|Brass, Canvas, Cotton tape, Leather
South Africa, 1899-1902 (Boer War)
Army organisation period 1903-1912
Valise for mounted service : Lieutenant C B B White, 1st Australian Commonwealth Horse
Small brown waterproof valise for mounted service. The valise is a cylindrical canvas bag with an internal coating of a dark brown waterproofing compound. There is a single main compartment, the edge of which is bound in leather. The bag is closed by a wrap-around top flap. A secondary storage area inside this flap has a pair of cotton tape ties to secure its contents. The flap was originally secured by a pair of short leather straps connecting to small brass buckles, but one of the straps has been lost. A pair of larger buckled straps would have wrapped around the entire valise, but one of these is also missing. Each strap would have threaded through a pair of leather loops, which are still present, as are a series of four additional loops which may have been used in securing the bag to a saddle or other harness. All of the leather loops are reinforced inside by sections of stitched leather. Each circular end of the valise bears a black stencil reading 'QMI' (Queensland Mounted Infantry), and the underside has a black stencilled marking reading 'MAJOR . K . HUTCHISON' with another in white paint above it reading C B.B WHITE'.
Mounted service valise originally owned by Major (later Lieutenant Colonel) Kenneth Hutchison, a member of the Queensland permanent forces, who commanded the Second Contingent (Queensland Mounted Infantry) in South Africa during 1900-01. Hutchison was hit by a train and killed in 1902, shortly after his return to Australia, the valise being passed to his brother-in-law, Lieutenant Cyril Brudenell Bingham White, who departed for service in South Africa with the 1st Commonwealth Horse during the same year.
White was born at St Arnaud, Victoria, in 1876, but spent his early life in Queensland.
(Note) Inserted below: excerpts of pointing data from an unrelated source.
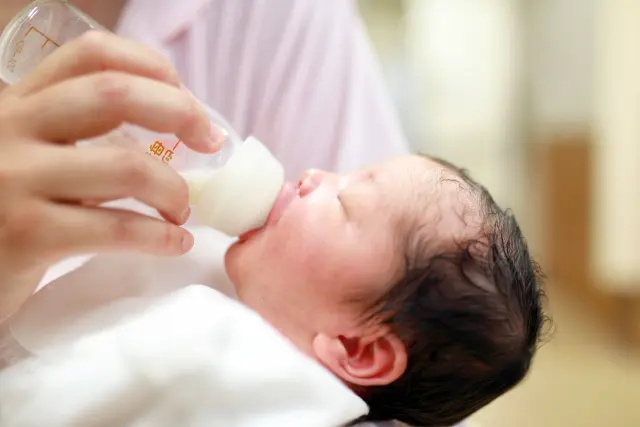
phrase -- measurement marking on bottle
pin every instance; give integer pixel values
(19, 47)
(159, 150)
(47, 40)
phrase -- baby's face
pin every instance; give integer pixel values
(333, 244)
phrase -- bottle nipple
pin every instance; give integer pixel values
(237, 197)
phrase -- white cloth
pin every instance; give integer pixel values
(193, 358)
(77, 312)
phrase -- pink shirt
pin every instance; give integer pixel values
(300, 75)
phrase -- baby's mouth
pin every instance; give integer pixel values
(287, 194)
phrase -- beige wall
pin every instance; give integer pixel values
(616, 227)
(468, 54)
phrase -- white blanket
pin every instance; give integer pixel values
(192, 358)
(124, 340)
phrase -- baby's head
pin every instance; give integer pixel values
(405, 279)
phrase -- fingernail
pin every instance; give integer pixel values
(185, 215)
(187, 241)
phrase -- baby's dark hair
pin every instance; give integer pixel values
(470, 318)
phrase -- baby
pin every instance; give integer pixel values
(405, 279)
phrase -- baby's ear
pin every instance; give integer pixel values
(373, 360)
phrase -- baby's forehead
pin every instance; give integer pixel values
(438, 205)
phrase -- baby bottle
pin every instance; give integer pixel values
(232, 190)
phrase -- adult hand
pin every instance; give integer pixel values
(50, 190)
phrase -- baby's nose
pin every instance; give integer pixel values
(309, 181)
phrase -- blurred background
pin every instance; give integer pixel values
(539, 100)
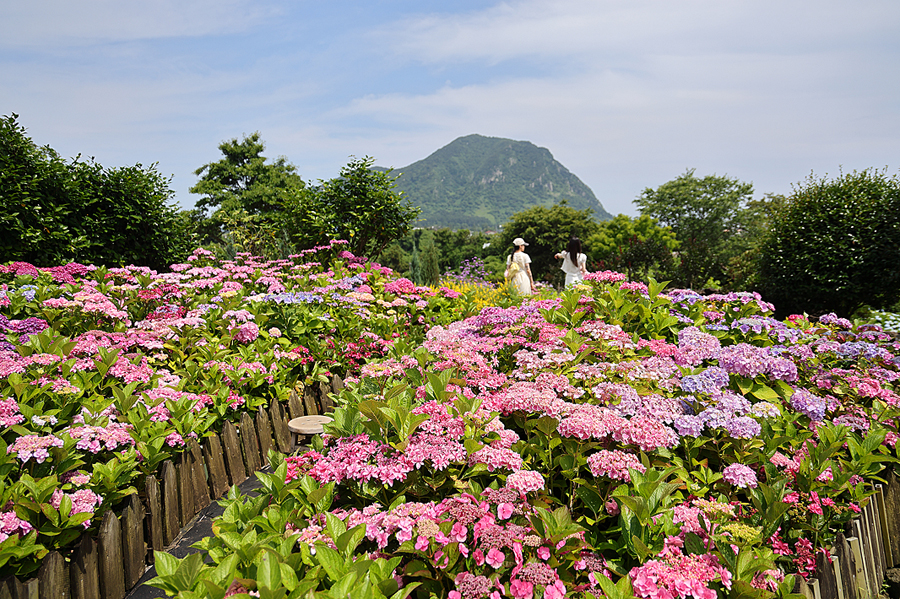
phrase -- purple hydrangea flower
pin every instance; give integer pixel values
(740, 476)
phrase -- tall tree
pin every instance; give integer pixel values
(704, 213)
(244, 191)
(547, 230)
(56, 211)
(835, 246)
(361, 206)
(638, 247)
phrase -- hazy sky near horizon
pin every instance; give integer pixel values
(626, 95)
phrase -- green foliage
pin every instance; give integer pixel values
(57, 211)
(479, 183)
(835, 245)
(634, 246)
(704, 214)
(247, 194)
(547, 231)
(361, 206)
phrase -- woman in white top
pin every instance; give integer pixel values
(518, 271)
(574, 262)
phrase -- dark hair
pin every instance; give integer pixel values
(574, 249)
(513, 253)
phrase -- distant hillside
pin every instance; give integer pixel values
(478, 182)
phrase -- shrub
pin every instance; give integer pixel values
(57, 211)
(835, 245)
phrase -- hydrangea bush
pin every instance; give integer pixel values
(616, 440)
(106, 373)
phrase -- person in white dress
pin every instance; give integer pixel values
(518, 271)
(574, 262)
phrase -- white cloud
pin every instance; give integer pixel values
(40, 24)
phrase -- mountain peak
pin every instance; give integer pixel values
(479, 182)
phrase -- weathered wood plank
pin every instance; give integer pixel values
(30, 589)
(249, 444)
(803, 588)
(838, 577)
(295, 406)
(309, 401)
(84, 571)
(279, 427)
(112, 574)
(825, 575)
(53, 577)
(325, 399)
(861, 580)
(873, 547)
(184, 475)
(215, 463)
(865, 578)
(233, 458)
(171, 520)
(264, 434)
(201, 486)
(885, 531)
(892, 514)
(134, 549)
(337, 385)
(154, 514)
(848, 566)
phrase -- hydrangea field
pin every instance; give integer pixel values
(617, 439)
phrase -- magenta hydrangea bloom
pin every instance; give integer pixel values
(614, 464)
(740, 476)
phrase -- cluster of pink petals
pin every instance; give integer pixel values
(614, 464)
(10, 524)
(677, 576)
(83, 501)
(34, 446)
(96, 438)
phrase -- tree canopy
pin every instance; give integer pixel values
(547, 231)
(244, 190)
(58, 211)
(704, 213)
(637, 247)
(361, 206)
(835, 245)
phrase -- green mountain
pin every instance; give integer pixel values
(477, 182)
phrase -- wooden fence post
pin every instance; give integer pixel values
(84, 572)
(171, 521)
(198, 478)
(325, 399)
(154, 514)
(249, 443)
(309, 401)
(184, 475)
(134, 549)
(295, 408)
(279, 426)
(53, 577)
(218, 477)
(112, 575)
(264, 433)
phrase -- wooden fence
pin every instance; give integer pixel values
(108, 565)
(870, 545)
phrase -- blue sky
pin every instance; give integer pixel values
(625, 94)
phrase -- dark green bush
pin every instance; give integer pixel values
(835, 246)
(56, 211)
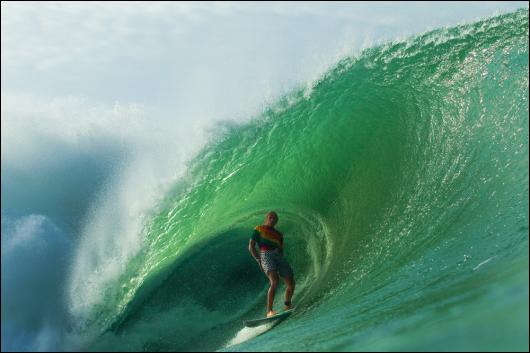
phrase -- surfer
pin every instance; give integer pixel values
(271, 259)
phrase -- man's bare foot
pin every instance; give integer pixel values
(271, 313)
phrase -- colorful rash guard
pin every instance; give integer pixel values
(267, 238)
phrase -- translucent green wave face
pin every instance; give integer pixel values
(401, 183)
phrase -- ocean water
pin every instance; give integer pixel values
(400, 178)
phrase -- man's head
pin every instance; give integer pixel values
(271, 218)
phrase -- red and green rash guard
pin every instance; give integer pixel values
(267, 238)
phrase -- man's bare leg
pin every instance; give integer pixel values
(273, 278)
(289, 291)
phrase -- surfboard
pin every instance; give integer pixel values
(276, 318)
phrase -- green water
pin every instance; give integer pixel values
(401, 183)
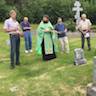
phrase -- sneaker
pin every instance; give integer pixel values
(30, 51)
(26, 51)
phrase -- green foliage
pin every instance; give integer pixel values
(58, 77)
(35, 9)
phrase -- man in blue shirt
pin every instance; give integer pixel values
(25, 25)
(60, 28)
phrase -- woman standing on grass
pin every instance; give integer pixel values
(25, 25)
(45, 39)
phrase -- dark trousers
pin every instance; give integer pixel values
(28, 40)
(15, 47)
(83, 41)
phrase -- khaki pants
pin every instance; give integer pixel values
(64, 44)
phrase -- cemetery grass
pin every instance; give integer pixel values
(35, 77)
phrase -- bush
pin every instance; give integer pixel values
(70, 24)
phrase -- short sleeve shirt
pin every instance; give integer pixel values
(10, 24)
(84, 25)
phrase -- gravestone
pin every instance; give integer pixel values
(91, 88)
(79, 57)
(77, 8)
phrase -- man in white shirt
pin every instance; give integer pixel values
(11, 26)
(84, 27)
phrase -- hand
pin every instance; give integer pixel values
(46, 30)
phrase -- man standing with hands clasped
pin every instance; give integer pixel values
(84, 27)
(11, 26)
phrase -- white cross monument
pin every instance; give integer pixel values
(77, 7)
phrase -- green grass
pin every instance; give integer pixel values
(35, 77)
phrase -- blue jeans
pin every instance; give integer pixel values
(28, 40)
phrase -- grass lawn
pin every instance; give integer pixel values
(35, 77)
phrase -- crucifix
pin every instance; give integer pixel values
(77, 8)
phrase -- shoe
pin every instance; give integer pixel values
(31, 51)
(26, 51)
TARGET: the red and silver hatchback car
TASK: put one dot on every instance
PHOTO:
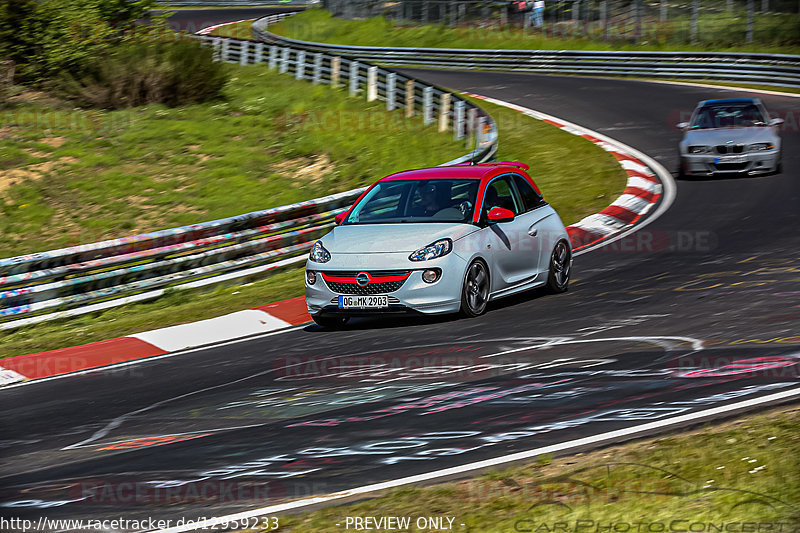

He joined the Militia in 1896 and in 1899 joined the permanent forces, becoming a Lieutenant in the Queensland Regiment of Royal Australian Artillery. He received his first staff appointment, as captain and aide-de-camp to Major General Hutton, commander of the Australian Military Forces, in 1904. White attended the British Army Staff College, Camberley, in 1906, and graduated with good results. After several years in England, attached to the British War Office, he was recalled to Australia to become director of military operations at Army Headquarters.
At the outbreak of war in 1914, he was selected by Major General Bridges to be chief of staff for the new Australian Imperial Force, and took part in the landing at Gallipoli in April 1915. After the death of Bridges in May, he became chief of staff to the new commander, Lieutenant General Birdwood. For the remainder of the war, he exerted great influence in his role as senior staff officer to Birdwood. He was suggested as a suitable leader for the Australian Corps when it was formed in 1918, but remained with Birdwood, becoming chief staff officer to the 5th Army. Disappointed with cuts made to the Australian military after the war, he retired as Chief of the General Staff in 1923. In March 1940, after the outbreak of the Second World War, Brudenell White was recalled as CGS, but was killed in an air crash near Canberra on 13 August.